Editor’s note: Welcome to Capitol Retort, our weekly review of issues in state and national news, with a rotating cast of legal and political people in the know. Answers are edited for length and clarity. Any instances of agreement are accidental.
Question 1: Two bills that increase penalties on protesters who block access to roads, airports and trains cleared committee last week. Another that would allow cities to sue protesters to recover police-response costs waits in the wings. Are you OK with all that?
Greg Davids, GOP House Taxes Committee chair: Yes. I am not only OK, I am enthusiastically supportive. There are no constitutional rights being violated on these bills.
When people call me saying we are taking away constitutional rights of free speech, that is such a straw-man argument. I tell people to just read the bill and get back to me with where your constitutional rights are being violated. I haven’t had one call back. You cannot block highways; you cannot put other people’s lives in danger. And that is exactly what they are doing. So I totally support the efforts of the authors of those bills. I think if you protest and block I-35 or I-94, you should spend a little time in the county jail to think about how wrong you were.
Mike Freiberg, House assistant minority leader; public health attorney: No. I have concerns about those bills. I think they will potentially have a chilling effect on the First Amendment. If people are unlawfully protesting, there are laws against that already. Especially being able to sue protesters to recover costs — that just seems to really have a chilling effect. That is kind of troubling to me.
Peggy Flanagan, DFL legislator: No. I’m really concerned about these bills, which came out of the response, I believe, to the Black Lives Matter protests. In particular, the outrage — and rightly so — about the killings of Philando Castile and Jamar Clark. There is a real sense in this community that people need and desire to be heard. When we continue to see injustice, I think people are going to demonstrate and use their right to assemble to bring attention to the issues that are impacting their lives every day.
Let’s be honest about what these bills are really about. They punish those who struggle to be heard by the government and they chill free speech.
Question 2: Demonstrators across the United States are crowding into town hall meetings and letting GOP congressional leaders have it. Is this a new progressive movement, or just sound and fury signifying nothing?
Davids: It’s a very small minority that hasn’t figured out what happened on Nov. 8.
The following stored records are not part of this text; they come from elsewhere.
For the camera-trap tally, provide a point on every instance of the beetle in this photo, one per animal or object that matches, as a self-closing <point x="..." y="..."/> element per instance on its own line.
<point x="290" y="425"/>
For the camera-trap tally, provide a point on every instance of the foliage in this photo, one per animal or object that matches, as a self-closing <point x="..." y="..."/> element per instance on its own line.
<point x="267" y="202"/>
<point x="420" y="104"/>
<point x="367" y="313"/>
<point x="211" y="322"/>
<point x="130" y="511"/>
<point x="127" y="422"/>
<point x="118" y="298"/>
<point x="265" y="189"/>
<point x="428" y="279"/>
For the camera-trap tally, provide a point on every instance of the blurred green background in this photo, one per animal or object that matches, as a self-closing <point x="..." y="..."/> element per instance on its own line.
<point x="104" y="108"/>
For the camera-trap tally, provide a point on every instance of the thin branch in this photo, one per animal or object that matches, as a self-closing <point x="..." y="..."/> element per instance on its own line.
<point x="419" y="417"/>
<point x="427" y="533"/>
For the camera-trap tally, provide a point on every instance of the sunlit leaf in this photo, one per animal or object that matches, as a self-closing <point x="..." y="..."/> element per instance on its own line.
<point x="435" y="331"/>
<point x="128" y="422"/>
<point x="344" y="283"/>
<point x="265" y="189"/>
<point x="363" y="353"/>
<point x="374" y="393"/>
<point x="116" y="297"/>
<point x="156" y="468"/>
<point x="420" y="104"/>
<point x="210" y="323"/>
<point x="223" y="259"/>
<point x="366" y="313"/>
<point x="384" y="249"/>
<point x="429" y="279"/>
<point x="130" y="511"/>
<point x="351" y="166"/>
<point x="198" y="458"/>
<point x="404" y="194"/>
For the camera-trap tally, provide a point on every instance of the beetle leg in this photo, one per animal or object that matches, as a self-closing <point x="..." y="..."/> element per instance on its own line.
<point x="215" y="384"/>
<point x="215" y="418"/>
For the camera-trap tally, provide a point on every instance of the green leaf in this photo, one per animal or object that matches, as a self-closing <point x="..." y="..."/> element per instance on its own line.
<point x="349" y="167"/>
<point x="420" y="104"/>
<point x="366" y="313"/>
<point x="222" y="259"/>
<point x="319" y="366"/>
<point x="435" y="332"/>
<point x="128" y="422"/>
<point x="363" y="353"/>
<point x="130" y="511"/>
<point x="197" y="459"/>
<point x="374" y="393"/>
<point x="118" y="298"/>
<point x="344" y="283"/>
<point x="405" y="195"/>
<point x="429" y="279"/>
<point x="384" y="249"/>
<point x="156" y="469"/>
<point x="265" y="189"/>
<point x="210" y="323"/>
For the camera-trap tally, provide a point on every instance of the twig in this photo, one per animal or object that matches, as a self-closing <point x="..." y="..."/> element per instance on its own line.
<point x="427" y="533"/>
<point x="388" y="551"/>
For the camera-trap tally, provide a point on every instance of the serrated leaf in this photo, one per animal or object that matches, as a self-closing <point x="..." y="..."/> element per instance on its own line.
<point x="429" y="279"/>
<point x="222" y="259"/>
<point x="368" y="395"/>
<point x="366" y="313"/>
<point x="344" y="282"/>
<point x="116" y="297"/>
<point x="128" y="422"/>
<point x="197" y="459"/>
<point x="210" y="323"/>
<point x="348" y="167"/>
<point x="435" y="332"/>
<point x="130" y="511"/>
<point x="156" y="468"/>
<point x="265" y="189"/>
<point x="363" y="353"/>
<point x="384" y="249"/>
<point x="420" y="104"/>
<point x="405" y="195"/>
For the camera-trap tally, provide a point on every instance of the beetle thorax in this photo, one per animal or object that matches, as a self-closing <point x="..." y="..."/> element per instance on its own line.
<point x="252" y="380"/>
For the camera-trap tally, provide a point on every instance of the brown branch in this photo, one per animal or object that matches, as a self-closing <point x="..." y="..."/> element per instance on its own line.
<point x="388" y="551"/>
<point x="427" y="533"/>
Freiberg: It does kind of feel that way. I think that people are really motivated right now. I’ve been receiving emails from people who have never emailed me before. I had my town hall meeting a few weeks ago — last year we had maybe 10 people show up; this year we had more than 50. It kind of reminds me of when the Affordable Care Act was being debated in 2010 and people started showing up to Democratic town hall meetings of members of Congress.
My wife [Lauren] certainly has political beliefs, but she is not interested in the daily grind of politics. Yet she has taken an interest and has been emailing her federal legislators and the governor. She has never done that before. I told her she could email me, too, but she didn’t think that would be necessary.
Flanagan: I think when thousands of people show up at town halls, folks should be paying attention. The questions that people are asking, at least from what I’ve seen, have been about real issues that affect their bottom line — in particular, access to health care. And I think that some of the folks that are showing up wouldn’t fall under that sort of “progressive” label. They are just folks who are scared and upset and want their elected officials to know. I think people are engaged in a way they have never been engaged before.
I am deeply troubled that we have some folks in Congress who just are not showing up, or who are conducting “telephone town halls.” That is, I think, pretty cowardly. If you are going to talk about repealing and replacing Obamacare, then you’d better come and talk to the community about what you plan to replace it with.
Question 3: A Swedish town is thinking of offering one paid hour a week for — let us put this delicately — procreation. Is this evidence that America needs more powerful labor unions?
Davids: I love the Swedes, but I think they must have better things to talk about. I don’t think it falls under our economic development policies.
Freiberg: I think we definitely need to support our brothers and sisters in the labor movement. But I don’t know that this would be the best way for them to spend their time.
Flanagan: Well, hey! My hope for everyone is that you don’t need that to be mandated in your life and that it’s something that is … you know … just natural and a part of your schedule on a regular basis.
I actually think we should keep government out of our bedrooms. There’s the bottom line.